Les scénaristes de la série étant conscients qu’ils ne pouvaient réitérer le concept d’une boucle temporelle, les voilà qui passent à la vitesse supérieure pour faire vivre à Nadia une nouvelle aventure métaphysique dont l’argument fantastique ne sera jamais explicité. Alors qu’elle s’apprête à fêter ses 40 ans, Nadia découvre que si elle prend une ligne spécifique du métro, cela l’emmène dans le New York des années 80 dans la peau de sa mère quand elle était enceinte ! Nadia y voit l’occasion de réparer les erreurs commises par cette mère névrosée ayant dilapidé son héritage mais ne va pas tarder à réaliser qu’il n’y a pas grand-chose à faire pour modifier le passé, quand bien même ses trajets en métro l’emmènent bien plus loin que les années 80…

Difficile d’en dire plus sans déflorer tout l’attrait de cette nouvelle saison qui se montre diablement intelligente dans son approche, poursuivant l’exploration du personnage de Nadia qui va devoir apprendre à accepter son passé et à réaliser que c’est grâce à lui qu’elle est devenue ce qu’elle est aujourd’hui. L’approche est habile même si le scénario se repose beaucoup trop sur Nadia et laisse une fois de plus le pauvre Alan de côté alors qu’il s’agit du personnage le plus attachant de la série. Mais à la barre de la série, à la fois co-créatrice, scénariste et réalisatrice de quelques épisodes, Natasha Lyonne envahit tout l’écran. La série raconte certes son histoire mais l’on aurait aimé que plus de place soit faite aux seconds rôles même si cette dévotion totale à la série et au personnage qu’elle incarne fait également sa singularité d’autant qu’elle s’inspire en partie du parcours de l’actrice qui a flirté avec l’auto-destruction pendant un moment. Avec sa présence magnétique, sa chevelure rousse, ses répliques bien senties et sa voix rauque, Lyonne donne toute sa consistance et ses nuances à un personnage peu aimable, difficilement attachant et il faut s’accrocher le temps de plusieurs épisodes pour réapprendre à l’aimer alors qu’elle s’acharne dans une quête dont le spectateur a compris depuis longtemps qu’elle est vaine.
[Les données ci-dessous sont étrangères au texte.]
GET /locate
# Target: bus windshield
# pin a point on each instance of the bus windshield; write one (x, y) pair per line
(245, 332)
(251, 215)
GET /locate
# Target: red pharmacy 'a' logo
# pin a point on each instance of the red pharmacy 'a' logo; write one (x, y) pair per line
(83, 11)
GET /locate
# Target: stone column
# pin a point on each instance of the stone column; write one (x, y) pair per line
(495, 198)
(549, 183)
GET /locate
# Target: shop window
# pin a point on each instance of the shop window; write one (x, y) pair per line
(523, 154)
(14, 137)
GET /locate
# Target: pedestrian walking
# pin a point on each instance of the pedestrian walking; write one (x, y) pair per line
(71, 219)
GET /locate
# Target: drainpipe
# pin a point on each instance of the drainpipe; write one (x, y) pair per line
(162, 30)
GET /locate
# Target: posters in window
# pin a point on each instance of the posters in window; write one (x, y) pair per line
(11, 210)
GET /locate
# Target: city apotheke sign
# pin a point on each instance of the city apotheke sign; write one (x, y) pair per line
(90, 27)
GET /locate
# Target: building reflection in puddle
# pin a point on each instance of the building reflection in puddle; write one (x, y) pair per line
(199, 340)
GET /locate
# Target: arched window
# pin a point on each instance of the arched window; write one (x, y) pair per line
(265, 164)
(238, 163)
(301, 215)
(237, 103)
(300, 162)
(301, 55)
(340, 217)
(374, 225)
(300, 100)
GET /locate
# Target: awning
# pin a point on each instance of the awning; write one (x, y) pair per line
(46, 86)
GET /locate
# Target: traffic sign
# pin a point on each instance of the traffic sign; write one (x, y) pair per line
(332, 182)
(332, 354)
Un poil trop longue (un épisode en moins aurait été parfait) et inégale dans son rythme, cette seconde saison de Poupée Russe emporte cependant l’adhésion par le voyage qu’elle réserve à ses personnages, questionnant carrément le sens de leur existence. Remontant son passé, Nadia espère changer la donne de son karma familial mais comme les personnages de Lost (autre série jouant brillamment sur la notion de voyage dans le temps) le disent:  »whatever happened, happened » et le passé est généralement immuable. Ce voyage va donc uniquement servir de catharsis au personnage qui devra apprendre à accepter cet héritage et à composer avec pour accepter sa propre existence et ce jusqu’aux deux derniers épisodes assez vertigineux, n’obéissant à aucune logique mais ouvrant les âmes sans avoir peur de ne pas apporter de réponse réconfortante. Une audace suffisamment rare et brillante pour être soulignée, venant clore la saison en nous laissant le souffle coupé puisqu’à travers ce voyage, il est impossible au spectateur de ne pas revisiter son propre passé et de s’interroger sur celui-ci. De quoi nous retourner le cerveau et d’achever de nous convaincre que malgré ses défauts, Poupée Russe fait preuve d’une inventivité qu’il faut décidément acclamer.